The last official census of the Belding savanna sparrow, a five-inch bird that has a thin, high-pitched call, counted nine breeding pairs in 1989. But recent unofficial reports put the number of pairs anywhere from one to eight.

Golightly and other biologists say the red fox problem will probably continue at the wetlands because of fox migration and a lack of conclusive information about the population. Golightly estimates that there are still 20 to 60 foxes at Ballona.

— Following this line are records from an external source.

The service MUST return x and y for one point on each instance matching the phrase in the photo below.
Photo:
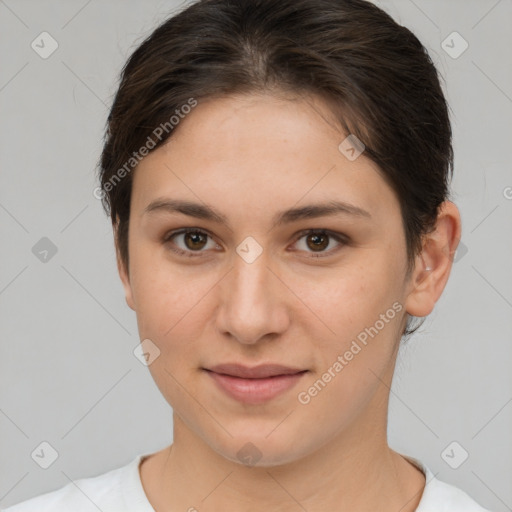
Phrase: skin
(249, 157)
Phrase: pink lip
(254, 385)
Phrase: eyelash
(338, 237)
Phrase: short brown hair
(374, 72)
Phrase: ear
(433, 265)
(123, 273)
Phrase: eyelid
(339, 237)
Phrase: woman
(277, 177)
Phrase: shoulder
(448, 498)
(102, 492)
(439, 496)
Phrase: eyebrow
(203, 211)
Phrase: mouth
(254, 385)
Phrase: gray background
(68, 375)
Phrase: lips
(254, 385)
(256, 372)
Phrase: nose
(253, 302)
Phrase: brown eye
(317, 241)
(188, 242)
(195, 240)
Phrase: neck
(354, 471)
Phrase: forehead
(256, 154)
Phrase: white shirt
(120, 490)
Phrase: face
(254, 239)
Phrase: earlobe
(433, 265)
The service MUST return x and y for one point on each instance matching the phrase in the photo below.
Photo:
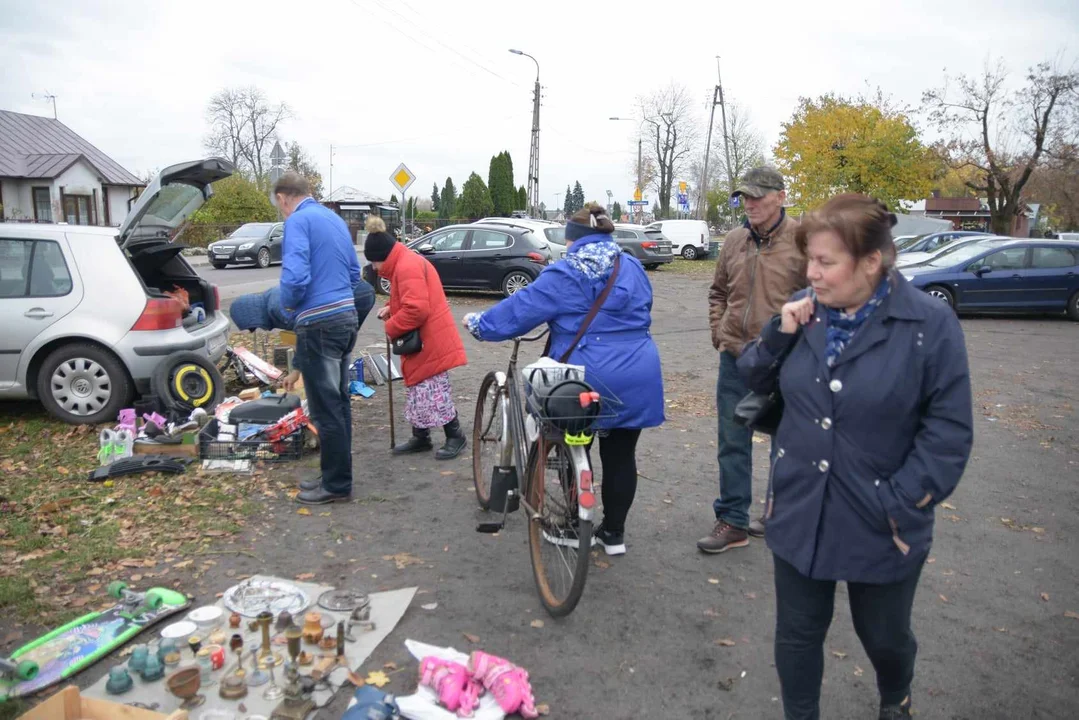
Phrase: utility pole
(726, 144)
(534, 152)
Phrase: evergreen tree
(578, 197)
(448, 202)
(475, 199)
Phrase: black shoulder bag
(762, 411)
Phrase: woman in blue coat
(876, 431)
(617, 351)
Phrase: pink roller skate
(456, 691)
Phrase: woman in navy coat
(876, 431)
(617, 351)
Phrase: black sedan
(255, 243)
(479, 257)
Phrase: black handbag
(408, 343)
(762, 411)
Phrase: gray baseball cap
(760, 181)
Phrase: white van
(688, 238)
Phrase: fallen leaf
(378, 678)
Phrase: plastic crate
(210, 448)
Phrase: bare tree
(1004, 135)
(244, 127)
(670, 133)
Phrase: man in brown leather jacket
(760, 267)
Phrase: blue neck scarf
(843, 326)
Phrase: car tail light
(160, 314)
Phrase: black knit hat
(378, 245)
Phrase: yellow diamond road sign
(403, 178)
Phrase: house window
(42, 205)
(77, 209)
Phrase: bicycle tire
(535, 492)
(481, 475)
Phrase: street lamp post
(534, 152)
(639, 155)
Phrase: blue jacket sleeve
(527, 309)
(296, 263)
(945, 434)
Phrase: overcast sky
(431, 83)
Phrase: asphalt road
(992, 615)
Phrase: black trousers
(618, 460)
(882, 616)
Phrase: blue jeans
(736, 448)
(882, 616)
(324, 349)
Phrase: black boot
(454, 440)
(419, 443)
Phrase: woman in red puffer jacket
(418, 302)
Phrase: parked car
(934, 241)
(86, 320)
(481, 256)
(904, 259)
(554, 232)
(687, 238)
(258, 243)
(1004, 273)
(647, 245)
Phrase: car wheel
(942, 294)
(186, 380)
(83, 384)
(515, 281)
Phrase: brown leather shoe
(723, 538)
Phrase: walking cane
(390, 392)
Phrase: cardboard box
(68, 704)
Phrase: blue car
(931, 242)
(1004, 273)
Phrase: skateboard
(57, 655)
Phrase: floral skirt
(429, 404)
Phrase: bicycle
(540, 461)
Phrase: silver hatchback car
(84, 315)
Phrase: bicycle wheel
(558, 540)
(489, 430)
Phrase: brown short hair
(585, 215)
(863, 223)
(291, 185)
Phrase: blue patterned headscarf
(842, 326)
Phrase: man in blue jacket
(318, 270)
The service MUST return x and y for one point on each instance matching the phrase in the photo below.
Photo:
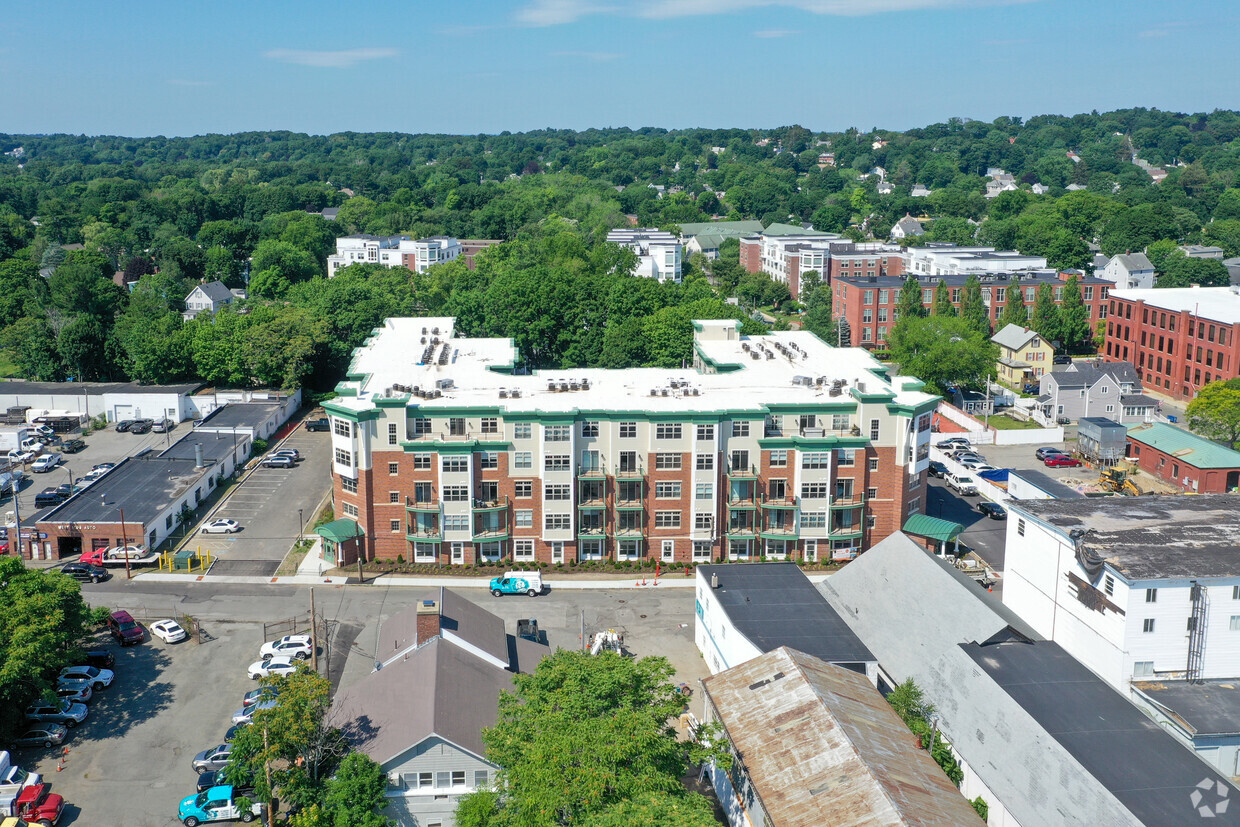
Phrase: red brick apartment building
(868, 304)
(1179, 339)
(769, 446)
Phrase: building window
(667, 520)
(667, 490)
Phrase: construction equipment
(1119, 480)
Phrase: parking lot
(267, 504)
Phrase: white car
(288, 646)
(98, 678)
(273, 666)
(168, 631)
(221, 527)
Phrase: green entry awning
(933, 527)
(339, 531)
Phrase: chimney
(428, 620)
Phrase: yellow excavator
(1119, 480)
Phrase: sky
(143, 68)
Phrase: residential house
(439, 670)
(1040, 738)
(1129, 270)
(905, 227)
(743, 611)
(1136, 590)
(207, 298)
(1024, 355)
(1106, 389)
(816, 744)
(1184, 459)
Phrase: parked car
(221, 527)
(288, 646)
(98, 676)
(962, 484)
(63, 712)
(42, 735)
(86, 572)
(215, 758)
(992, 510)
(125, 629)
(168, 631)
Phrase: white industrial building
(1136, 588)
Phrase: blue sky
(485, 66)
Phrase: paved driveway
(265, 504)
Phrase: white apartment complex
(1135, 588)
(659, 253)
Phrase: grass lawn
(1007, 423)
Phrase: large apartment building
(775, 446)
(1179, 339)
(867, 306)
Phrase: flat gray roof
(1152, 537)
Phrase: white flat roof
(1217, 304)
(393, 357)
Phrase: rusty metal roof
(821, 747)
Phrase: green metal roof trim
(1184, 445)
(933, 527)
(340, 531)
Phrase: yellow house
(1024, 356)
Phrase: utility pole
(314, 634)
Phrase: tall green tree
(909, 304)
(1074, 329)
(972, 306)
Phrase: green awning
(933, 527)
(339, 531)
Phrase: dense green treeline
(239, 208)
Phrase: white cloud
(549, 13)
(598, 57)
(340, 60)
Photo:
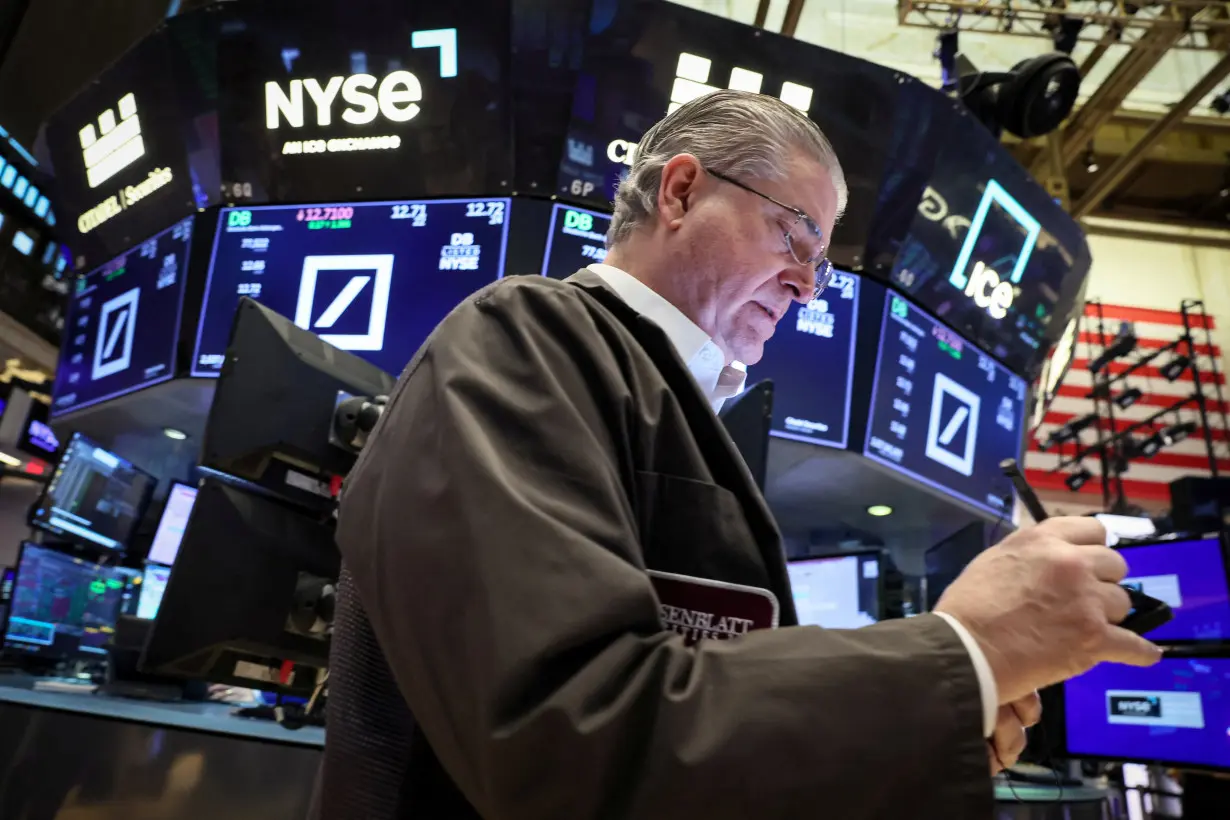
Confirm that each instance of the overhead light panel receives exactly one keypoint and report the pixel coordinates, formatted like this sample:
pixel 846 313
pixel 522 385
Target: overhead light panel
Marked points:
pixel 1175 368
pixel 1128 397
pixel 1067 32
pixel 1176 433
pixel 1123 344
pixel 1078 480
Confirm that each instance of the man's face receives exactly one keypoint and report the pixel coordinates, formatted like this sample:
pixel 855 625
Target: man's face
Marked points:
pixel 734 275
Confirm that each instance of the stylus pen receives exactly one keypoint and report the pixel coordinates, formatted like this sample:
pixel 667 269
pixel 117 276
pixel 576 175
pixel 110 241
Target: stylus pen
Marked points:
pixel 1030 498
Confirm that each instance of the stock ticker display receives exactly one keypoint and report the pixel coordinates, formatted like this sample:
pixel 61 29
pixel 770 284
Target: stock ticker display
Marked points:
pixel 944 412
pixel 63 605
pixel 577 237
pixel 370 278
pixel 1176 712
pixel 811 360
pixel 123 322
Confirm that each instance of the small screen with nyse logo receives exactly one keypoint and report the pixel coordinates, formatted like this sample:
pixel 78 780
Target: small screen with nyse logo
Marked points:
pixel 1176 712
pixel 942 411
pixel 370 278
pixel 811 362
pixel 123 322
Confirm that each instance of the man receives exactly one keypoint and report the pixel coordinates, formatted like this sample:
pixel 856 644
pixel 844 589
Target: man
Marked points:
pixel 499 650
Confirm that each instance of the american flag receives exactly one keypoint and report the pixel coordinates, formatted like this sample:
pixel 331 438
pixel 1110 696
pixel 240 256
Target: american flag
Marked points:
pixel 1146 480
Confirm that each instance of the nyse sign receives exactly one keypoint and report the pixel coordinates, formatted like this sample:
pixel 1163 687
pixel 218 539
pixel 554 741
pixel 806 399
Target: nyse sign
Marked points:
pixel 365 98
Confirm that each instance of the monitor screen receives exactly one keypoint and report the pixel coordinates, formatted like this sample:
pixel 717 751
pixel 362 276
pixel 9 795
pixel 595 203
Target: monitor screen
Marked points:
pixel 1176 712
pixel 123 322
pixel 837 591
pixel 1191 577
pixel 38 438
pixel 811 362
pixel 172 524
pixel 132 593
pixel 94 496
pixel 153 585
pixel 370 278
pixel 62 606
pixel 577 237
pixel 23 242
pixel 942 411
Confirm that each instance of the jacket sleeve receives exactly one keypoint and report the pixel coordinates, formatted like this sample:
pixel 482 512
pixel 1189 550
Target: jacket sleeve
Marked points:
pixel 492 540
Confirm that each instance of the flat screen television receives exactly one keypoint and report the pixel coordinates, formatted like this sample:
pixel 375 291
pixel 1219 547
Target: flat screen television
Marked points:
pixel 122 325
pixel 372 278
pixel 94 497
pixel 944 412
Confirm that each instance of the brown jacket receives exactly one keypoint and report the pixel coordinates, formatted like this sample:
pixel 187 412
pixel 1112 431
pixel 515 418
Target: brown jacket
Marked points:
pixel 543 450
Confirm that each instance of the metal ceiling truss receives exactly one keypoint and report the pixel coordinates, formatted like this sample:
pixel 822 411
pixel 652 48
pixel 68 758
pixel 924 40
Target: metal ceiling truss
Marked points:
pixel 1199 25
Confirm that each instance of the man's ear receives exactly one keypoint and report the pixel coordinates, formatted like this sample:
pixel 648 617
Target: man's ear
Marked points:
pixel 682 176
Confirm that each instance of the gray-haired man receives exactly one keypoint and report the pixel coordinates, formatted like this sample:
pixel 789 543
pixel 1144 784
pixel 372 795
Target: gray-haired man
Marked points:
pixel 501 650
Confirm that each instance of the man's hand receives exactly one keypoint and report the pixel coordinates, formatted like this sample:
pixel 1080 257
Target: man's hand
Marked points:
pixel 1009 740
pixel 1043 606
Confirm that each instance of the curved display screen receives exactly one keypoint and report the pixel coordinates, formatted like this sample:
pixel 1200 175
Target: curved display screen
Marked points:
pixel 370 278
pixel 942 411
pixel 123 322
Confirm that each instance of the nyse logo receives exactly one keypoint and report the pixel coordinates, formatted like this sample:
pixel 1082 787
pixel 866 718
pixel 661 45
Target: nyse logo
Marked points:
pixel 395 96
pixel 983 283
pixel 115 145
pixel 117 326
pixel 363 271
pixel 952 432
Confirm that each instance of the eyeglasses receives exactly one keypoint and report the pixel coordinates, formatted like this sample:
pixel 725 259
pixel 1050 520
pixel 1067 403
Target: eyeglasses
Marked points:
pixel 805 240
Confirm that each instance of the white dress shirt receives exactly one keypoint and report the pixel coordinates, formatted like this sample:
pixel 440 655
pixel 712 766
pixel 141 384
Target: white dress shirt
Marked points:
pixel 721 381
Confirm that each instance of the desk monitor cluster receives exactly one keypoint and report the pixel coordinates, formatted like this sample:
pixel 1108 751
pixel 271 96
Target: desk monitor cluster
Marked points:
pixel 1176 713
pixel 63 600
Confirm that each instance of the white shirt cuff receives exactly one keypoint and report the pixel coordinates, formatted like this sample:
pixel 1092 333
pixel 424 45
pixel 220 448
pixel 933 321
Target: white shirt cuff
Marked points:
pixel 983 669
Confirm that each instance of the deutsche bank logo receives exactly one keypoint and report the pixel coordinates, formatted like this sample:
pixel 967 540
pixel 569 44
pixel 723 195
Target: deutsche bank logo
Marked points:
pixel 117 326
pixel 362 269
pixel 952 432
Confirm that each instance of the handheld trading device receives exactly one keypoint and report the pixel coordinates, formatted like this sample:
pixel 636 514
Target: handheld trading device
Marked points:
pixel 1148 612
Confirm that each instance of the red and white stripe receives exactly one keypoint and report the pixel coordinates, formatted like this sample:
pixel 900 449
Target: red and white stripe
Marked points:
pixel 1148 480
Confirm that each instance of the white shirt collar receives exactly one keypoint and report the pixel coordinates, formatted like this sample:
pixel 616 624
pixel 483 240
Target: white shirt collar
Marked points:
pixel 717 380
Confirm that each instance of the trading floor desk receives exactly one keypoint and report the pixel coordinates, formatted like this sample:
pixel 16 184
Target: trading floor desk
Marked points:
pixel 67 756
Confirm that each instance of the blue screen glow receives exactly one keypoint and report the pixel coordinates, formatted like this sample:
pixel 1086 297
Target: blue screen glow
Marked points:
pixel 942 411
pixel 370 278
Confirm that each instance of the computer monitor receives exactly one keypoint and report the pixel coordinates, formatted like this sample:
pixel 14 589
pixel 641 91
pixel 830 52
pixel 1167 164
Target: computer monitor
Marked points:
pixel 1176 713
pixel 948 558
pixel 245 601
pixel 747 418
pixel 171 524
pixel 132 591
pixel 6 582
pixel 271 422
pixel 1192 577
pixel 840 591
pixel 95 497
pixel 153 587
pixel 63 606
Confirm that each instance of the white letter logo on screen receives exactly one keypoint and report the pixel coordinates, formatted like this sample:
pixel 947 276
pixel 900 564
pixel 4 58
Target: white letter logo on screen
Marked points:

Rising said that although trappers have reported a sharp decline in fox activity since the trapping and removal began, they expect to continue to deal with the foxes. He said that two more fox relocation sites are being investigated but that homes at the zoo and Humboldt State took years to secure, and then only after much searching and wading through red tape.

If more homes cannot be found, Rising said any foxes trapped from now on will be euthanized to save the wetland from becoming a fox monoculture.